The cut in May will reduce his monthly check to $870. When the second ax falls in July, it will chop off another $20.

"What do I do now?" Evans asked. "I'm going to have to tighten my belt a little bit more."

But Evans already lives in a modest trailer in what he says is a "bad area" in old Oildale. He doesn't own a car because he can't afford one.

"I'm not eating steak, that's for sure," he said.

Virginia Gantong, director of client services at Kern Regional Center, said many of the center's clients as well as clients of Bakersfield Association for Retarded Citizens, will be affected by the cuts to the developmentally disabled.

"It's going to affect a lot of clients -- adults and children," she said. "Fifty-eight dollars may not be a lot to some of us, but for many of our families, this is what they use for survival."

As letters announcing the cuts began to reach recipients this month, the phones at Greater Bakersfield Legal Assistance started to ring more often, said GBLA Executive Director Estela Casas.
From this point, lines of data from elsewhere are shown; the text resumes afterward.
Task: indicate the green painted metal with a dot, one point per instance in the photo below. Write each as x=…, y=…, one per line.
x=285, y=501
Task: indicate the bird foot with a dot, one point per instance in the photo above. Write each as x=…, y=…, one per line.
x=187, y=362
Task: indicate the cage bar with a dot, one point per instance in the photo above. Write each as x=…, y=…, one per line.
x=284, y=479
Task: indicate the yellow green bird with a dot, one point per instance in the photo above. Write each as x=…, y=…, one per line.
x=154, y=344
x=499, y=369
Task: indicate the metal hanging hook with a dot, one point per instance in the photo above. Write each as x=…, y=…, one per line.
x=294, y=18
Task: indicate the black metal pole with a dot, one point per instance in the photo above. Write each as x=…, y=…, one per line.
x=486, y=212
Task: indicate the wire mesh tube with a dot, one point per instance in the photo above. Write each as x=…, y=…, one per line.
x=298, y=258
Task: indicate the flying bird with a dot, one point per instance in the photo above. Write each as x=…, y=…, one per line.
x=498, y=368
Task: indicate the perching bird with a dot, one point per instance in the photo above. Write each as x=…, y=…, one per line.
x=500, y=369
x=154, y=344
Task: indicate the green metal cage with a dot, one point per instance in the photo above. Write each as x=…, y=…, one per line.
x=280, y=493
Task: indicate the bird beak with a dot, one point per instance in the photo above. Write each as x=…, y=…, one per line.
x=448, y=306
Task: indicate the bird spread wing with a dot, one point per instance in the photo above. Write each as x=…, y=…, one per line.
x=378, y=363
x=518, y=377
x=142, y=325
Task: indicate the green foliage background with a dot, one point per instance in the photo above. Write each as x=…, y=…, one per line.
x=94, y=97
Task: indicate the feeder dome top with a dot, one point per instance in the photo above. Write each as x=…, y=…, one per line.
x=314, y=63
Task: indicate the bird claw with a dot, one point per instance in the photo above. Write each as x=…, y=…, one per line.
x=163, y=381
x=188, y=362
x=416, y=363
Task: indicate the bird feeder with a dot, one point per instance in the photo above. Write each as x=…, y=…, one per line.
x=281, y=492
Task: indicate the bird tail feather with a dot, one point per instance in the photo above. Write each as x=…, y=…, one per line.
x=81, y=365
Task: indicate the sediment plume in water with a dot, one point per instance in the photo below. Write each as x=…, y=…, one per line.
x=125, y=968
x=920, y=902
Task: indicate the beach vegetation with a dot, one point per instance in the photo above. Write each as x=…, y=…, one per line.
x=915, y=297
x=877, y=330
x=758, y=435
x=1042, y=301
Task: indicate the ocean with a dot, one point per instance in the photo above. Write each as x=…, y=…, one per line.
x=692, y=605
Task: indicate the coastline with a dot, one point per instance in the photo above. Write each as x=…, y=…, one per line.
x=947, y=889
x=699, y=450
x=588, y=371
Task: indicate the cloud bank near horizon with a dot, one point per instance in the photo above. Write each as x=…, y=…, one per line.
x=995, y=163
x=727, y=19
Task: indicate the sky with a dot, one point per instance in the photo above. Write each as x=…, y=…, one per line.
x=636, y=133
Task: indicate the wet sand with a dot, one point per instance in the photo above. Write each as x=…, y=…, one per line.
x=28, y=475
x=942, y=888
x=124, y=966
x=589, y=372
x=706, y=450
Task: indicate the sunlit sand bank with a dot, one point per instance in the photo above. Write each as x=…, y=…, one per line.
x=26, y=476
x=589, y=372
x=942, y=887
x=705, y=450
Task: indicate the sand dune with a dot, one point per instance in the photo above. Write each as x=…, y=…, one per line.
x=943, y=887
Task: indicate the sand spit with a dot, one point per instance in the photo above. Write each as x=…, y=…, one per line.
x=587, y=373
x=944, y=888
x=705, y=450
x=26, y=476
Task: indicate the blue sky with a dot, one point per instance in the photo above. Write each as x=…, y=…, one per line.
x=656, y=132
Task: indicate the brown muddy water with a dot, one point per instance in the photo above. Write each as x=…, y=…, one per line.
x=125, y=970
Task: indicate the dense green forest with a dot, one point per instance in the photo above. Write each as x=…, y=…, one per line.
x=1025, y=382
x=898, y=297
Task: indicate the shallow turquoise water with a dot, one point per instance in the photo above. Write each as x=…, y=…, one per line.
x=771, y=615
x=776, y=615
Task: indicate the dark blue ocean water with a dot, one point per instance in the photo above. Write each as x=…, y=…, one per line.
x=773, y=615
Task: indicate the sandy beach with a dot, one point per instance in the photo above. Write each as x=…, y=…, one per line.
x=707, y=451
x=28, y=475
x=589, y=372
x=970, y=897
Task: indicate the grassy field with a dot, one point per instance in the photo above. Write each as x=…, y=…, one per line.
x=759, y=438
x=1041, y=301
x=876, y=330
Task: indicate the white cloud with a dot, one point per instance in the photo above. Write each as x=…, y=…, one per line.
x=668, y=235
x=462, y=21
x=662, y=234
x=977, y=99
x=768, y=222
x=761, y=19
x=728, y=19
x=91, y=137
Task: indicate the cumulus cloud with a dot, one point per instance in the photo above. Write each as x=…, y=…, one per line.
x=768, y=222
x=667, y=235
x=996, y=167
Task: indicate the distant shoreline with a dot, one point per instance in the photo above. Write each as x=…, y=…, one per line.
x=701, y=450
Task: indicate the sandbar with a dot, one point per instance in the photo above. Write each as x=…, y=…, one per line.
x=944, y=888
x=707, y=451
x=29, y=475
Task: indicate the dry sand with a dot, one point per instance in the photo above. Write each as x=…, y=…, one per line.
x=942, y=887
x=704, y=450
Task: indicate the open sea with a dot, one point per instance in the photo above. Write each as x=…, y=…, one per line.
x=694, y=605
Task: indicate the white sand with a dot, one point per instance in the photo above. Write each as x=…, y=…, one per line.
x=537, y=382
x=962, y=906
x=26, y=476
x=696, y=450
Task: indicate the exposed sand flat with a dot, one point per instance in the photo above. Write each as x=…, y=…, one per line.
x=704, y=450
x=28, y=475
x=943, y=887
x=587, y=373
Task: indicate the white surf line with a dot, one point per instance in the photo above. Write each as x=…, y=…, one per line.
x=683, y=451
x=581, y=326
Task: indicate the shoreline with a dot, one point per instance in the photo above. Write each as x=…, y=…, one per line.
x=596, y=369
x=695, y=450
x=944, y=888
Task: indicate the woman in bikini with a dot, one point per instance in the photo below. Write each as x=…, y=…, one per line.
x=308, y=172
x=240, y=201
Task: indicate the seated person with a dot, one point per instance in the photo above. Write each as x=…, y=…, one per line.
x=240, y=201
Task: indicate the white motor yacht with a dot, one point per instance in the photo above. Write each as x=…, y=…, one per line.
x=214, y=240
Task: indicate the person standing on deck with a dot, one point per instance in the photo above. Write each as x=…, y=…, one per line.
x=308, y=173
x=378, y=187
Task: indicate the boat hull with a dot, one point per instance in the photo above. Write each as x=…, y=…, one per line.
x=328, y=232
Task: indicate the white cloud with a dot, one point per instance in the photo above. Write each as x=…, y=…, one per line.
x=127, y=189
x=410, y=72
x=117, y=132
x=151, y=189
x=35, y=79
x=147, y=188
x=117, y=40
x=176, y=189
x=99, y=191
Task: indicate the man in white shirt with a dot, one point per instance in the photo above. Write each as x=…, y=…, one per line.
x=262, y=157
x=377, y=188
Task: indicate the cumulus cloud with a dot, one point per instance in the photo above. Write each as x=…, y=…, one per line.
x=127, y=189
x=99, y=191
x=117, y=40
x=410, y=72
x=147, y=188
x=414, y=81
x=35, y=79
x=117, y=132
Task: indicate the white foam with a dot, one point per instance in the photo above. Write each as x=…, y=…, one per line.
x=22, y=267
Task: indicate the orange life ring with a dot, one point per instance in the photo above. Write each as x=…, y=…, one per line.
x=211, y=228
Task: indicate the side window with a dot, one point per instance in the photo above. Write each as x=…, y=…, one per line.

SSI recipients will soon receive a check for $250 from federal stimulus monies, which will provide a temporary cushion for some, Casas said. But that won't last.

"Unfortunately in some instances, people may have to choose between paying for medicine and paying rent," she said.

According to the letters being sent to recipients, "You do not have the right to appeal the state's decision to reduce payments for its residents."